Within the limitations of this pilot in vitro study, microapplicator type was identified as the primary factor influencing the number of fiber-like structures detected during the application of universal adhesive systems. All evaluated fiber-based microapplicators exhibited detectable fiber-like structures, although substantial differences were observed among products.

Among the evaluated applicators, X-Slim Black Microapplicators exhibited the highest mean fiber counts, whereas Single TIM Adhesive Applicators exhibited comparatively lower values. The tested ZerofloX™ silicone-bristle microapplicator showed no detectable fiber-like structures under the experimental conditions used.

Although statistically significant differences among adhesive systems were identified, their influence was considerably smaller than the effect associated with microapplicator type.
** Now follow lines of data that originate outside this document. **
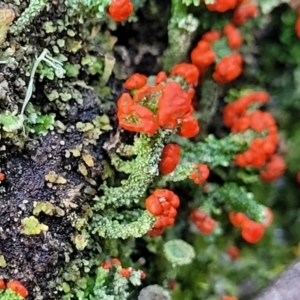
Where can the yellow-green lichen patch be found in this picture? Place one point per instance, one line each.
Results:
(32, 226)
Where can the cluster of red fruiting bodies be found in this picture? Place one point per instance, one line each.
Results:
(124, 272)
(15, 286)
(239, 116)
(164, 105)
(227, 67)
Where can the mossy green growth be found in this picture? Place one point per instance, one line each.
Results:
(8, 294)
(32, 226)
(178, 252)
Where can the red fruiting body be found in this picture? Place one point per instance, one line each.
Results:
(160, 77)
(252, 232)
(222, 5)
(135, 81)
(169, 158)
(125, 272)
(189, 126)
(18, 288)
(173, 104)
(120, 10)
(2, 284)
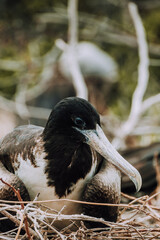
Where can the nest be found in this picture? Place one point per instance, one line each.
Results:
(138, 219)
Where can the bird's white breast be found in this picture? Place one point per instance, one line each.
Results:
(35, 181)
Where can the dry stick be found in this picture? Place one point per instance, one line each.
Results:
(17, 222)
(20, 227)
(157, 169)
(143, 76)
(17, 192)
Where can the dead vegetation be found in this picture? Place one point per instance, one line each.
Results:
(138, 219)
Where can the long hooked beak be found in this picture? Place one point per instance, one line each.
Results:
(98, 140)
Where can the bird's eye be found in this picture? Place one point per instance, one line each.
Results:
(79, 122)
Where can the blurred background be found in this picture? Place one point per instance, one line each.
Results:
(35, 72)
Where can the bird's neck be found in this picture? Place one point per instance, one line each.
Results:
(67, 162)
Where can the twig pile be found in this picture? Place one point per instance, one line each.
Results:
(139, 219)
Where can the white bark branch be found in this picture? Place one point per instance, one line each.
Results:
(143, 77)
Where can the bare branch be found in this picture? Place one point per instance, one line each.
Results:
(143, 77)
(149, 102)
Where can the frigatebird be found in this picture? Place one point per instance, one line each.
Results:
(70, 158)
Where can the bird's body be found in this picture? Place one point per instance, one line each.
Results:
(64, 159)
(24, 154)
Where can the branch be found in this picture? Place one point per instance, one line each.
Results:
(143, 77)
(77, 78)
(17, 193)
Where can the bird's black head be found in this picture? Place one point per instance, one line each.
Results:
(69, 115)
(72, 128)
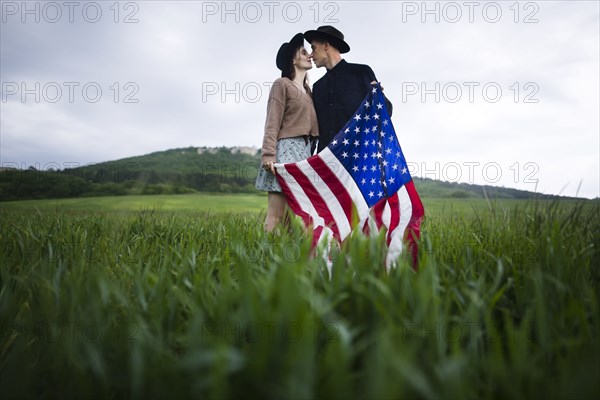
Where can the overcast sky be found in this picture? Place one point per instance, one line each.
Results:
(499, 93)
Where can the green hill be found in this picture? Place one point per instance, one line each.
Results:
(187, 170)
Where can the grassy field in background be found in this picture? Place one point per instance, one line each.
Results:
(129, 297)
(232, 203)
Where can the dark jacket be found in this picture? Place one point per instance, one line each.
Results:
(338, 94)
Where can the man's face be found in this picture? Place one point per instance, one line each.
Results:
(318, 55)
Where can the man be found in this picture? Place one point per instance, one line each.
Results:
(338, 94)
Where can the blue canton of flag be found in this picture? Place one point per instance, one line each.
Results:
(360, 180)
(368, 149)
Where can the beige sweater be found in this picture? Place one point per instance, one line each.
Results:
(290, 113)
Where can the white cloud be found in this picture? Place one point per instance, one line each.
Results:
(202, 79)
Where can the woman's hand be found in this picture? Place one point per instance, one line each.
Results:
(269, 166)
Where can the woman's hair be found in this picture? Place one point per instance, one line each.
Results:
(289, 71)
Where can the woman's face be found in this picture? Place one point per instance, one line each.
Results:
(302, 59)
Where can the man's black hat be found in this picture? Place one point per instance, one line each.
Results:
(329, 34)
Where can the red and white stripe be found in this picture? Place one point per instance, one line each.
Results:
(324, 195)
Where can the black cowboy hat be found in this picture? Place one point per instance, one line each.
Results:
(329, 34)
(286, 51)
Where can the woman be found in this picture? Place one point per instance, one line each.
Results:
(291, 124)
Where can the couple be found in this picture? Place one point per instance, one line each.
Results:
(297, 118)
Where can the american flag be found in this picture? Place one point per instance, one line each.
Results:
(360, 180)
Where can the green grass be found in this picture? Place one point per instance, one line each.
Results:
(225, 203)
(158, 303)
(163, 203)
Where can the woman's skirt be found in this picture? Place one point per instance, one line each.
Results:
(288, 150)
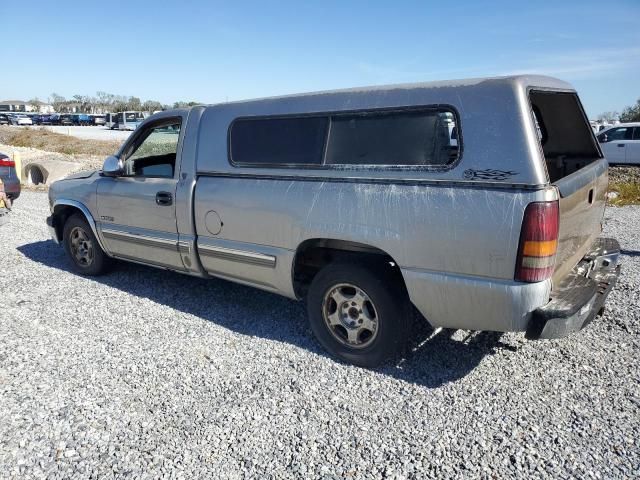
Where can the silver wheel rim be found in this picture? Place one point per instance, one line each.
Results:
(81, 247)
(350, 315)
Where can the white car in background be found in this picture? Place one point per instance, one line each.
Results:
(621, 143)
(21, 120)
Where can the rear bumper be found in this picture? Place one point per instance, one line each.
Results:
(580, 297)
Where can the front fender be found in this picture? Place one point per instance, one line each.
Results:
(58, 207)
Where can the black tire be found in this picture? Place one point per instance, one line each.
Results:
(77, 230)
(390, 304)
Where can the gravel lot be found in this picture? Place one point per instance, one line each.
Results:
(146, 373)
(92, 133)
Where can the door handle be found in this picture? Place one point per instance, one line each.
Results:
(164, 199)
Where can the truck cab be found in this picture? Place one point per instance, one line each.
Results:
(478, 202)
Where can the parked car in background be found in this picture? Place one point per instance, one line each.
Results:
(82, 119)
(111, 121)
(366, 204)
(20, 119)
(129, 120)
(46, 120)
(66, 119)
(621, 143)
(9, 177)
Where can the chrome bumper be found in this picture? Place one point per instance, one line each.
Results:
(580, 297)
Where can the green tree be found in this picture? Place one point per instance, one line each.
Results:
(631, 114)
(608, 117)
(151, 106)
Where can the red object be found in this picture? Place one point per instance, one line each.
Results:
(540, 227)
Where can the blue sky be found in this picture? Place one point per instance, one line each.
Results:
(211, 52)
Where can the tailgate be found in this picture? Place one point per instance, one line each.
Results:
(582, 203)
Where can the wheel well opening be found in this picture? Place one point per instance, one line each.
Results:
(61, 214)
(35, 175)
(313, 255)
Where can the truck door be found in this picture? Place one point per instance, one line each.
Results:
(137, 212)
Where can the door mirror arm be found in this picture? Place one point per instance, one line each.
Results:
(112, 167)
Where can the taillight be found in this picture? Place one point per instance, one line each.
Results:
(538, 242)
(6, 162)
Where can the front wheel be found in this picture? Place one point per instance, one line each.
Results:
(82, 247)
(358, 314)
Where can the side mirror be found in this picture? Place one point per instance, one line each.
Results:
(112, 167)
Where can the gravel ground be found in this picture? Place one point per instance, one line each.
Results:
(145, 373)
(90, 133)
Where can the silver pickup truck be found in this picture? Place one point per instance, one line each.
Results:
(478, 202)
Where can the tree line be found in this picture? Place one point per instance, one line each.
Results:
(108, 102)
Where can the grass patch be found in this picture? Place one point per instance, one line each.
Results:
(44, 139)
(628, 193)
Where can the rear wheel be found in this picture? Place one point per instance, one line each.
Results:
(82, 247)
(358, 314)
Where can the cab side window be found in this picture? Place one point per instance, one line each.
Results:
(622, 133)
(153, 153)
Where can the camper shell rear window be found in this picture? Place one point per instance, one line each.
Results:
(426, 137)
(564, 132)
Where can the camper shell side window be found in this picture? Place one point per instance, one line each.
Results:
(423, 137)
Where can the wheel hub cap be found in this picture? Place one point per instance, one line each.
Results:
(81, 247)
(350, 315)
The mechanisms responsible for these differences were not directly investigated and therefore cannot be determined from the present data.

The findings suggest that microapplicator selection may influence visible contamination patterns during adhesive application. However, the present study did not evaluate whether the observed contamination patterns influence bond strength, hybrid layer formation, nanoleakage, marginal adaptation, polymerization quality, or long-term restoration performance. Consequently, the clinical significance of the observed contamination remains uncertain.

Further investigations employing clinically relevant outcome measures are required to determine whether the contamination patterns observed in the present study influence adhesive performance or restoration longevity.